Unsurprisingly, manufacturing authentic moments often has the opposite effect. Trying to stage a slightly cluttered vanity table, for example, can indeed come off too-try hard. But what’s a modern girl to do if she needs to get “the shot?”
The modern girl gets strategic, of course. She’s going out to Dante (but not tagging the restaurant) and waiting halfway through the meal to take a photo of the table cramped with wine glasses and half-eaten French fries. Or, she’s taking eight shirts into the fitting room at With Jean, trying them all on, and then photographing the effect of the shirts’ silhouettes beautifully wrinkled on the floor.
These kinds of tricks may produce worthy photos that translate the magic of the mundanity. But at what point does this autofictional display of life become irrevocably tangled with our actual, fallible selves?
Before taking time out of your precious day off to go to that aforementioned matcha spot, for example. Do you actually like matcha, or do you just know that a photo of a matcha latte would look magical on your feed sandwiched between your birthday party photos?

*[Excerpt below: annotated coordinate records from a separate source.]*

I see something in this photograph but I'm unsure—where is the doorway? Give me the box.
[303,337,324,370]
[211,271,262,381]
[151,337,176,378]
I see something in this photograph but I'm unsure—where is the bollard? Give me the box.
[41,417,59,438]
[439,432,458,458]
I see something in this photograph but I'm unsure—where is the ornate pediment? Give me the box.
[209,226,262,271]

A better philosopher might suggest that it’s not so wrong, at the end of the day, to photograph a matcha latte. That there are bigger problems at hand when it comes to identity and where we stand. Where we fall. Where we land.

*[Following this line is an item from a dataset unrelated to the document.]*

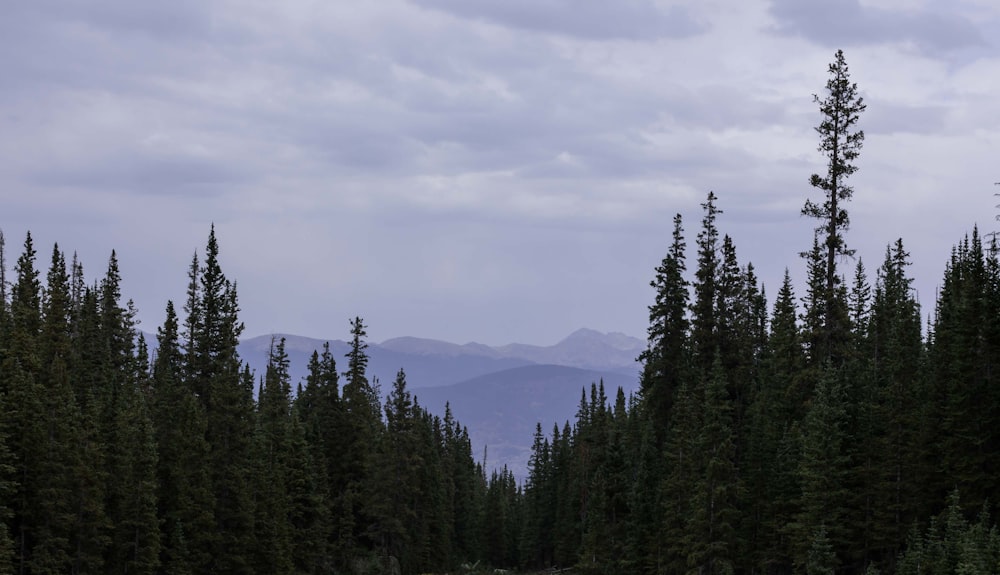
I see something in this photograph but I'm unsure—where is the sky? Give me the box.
[0,0,1000,345]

But I would gently nudge back that it is, actually, that serious. Think of the kind of person who would scoff at the idea of planning their day around an Instagram picture. They’re probably adjacent to the people who “don’t believe in social media at all” yet quietly use TikTok for “recipes” or Instagram to “keep up with friends.”
In fact, some people abstain from posting at all as some kind of power move; they refuse to give social media the power to validate their existence. In this way, their abstention is a quiet statement of independence … from social media. Which yet again reaffirms the quiet power these platforms hold.

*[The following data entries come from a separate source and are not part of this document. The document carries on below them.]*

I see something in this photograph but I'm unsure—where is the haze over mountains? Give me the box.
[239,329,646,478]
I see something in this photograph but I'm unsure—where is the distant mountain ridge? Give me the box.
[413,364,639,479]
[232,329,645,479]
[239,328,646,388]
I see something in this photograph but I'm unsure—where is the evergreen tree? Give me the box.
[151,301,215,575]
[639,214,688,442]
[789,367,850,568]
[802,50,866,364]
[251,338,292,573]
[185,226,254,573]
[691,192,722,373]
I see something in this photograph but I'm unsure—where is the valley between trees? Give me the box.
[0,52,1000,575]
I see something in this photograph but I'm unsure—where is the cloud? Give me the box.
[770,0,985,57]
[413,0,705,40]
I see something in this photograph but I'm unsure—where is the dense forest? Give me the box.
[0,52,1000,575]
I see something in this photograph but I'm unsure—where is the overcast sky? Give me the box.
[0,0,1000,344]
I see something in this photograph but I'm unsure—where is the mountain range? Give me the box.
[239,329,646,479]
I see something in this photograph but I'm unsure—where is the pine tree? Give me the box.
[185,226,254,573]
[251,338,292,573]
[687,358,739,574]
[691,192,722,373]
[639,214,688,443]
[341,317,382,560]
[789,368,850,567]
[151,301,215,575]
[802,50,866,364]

Other times, it’s off-brand asceticism where the user feels “above” using social media. They’re too cool to be online, even when they’re drawn to it. They may or may not wipe their feeds constantly, or reinvent themselves, or vanish for months at a time. I’m sure you follow someone like this — someone dripping with mystery and sex appeal who quietly posts their trip to Cabo with no captions and then takes it down a few days later.
It can also be insecurity. Some people resist posting online because they feel their life is not interesting enough to share, not glamorous enough/beautiful enough/wealthy enough. They may silently judge others online, but also harbor a secret desire to be a part of the digital scene once they “get their life together.” That could mean getting a girlfriend or getting a dream job. Moving to an impressive city, losing weight, gaining muscle, looksmaxxing. In other words, they want to become the right version of themselves before entering the social media circus.
The irony of being online is that attempting to resist any kind of performance is a performance in itself. We exist in multitudes: who we want to be online, who we try to be for our audience, and who we actually are. We are constantly revising, withholding, romanticizing, idealizing, documenting, deleting, obsessing, planning, changing.
As we are in real life, which is never cohesive.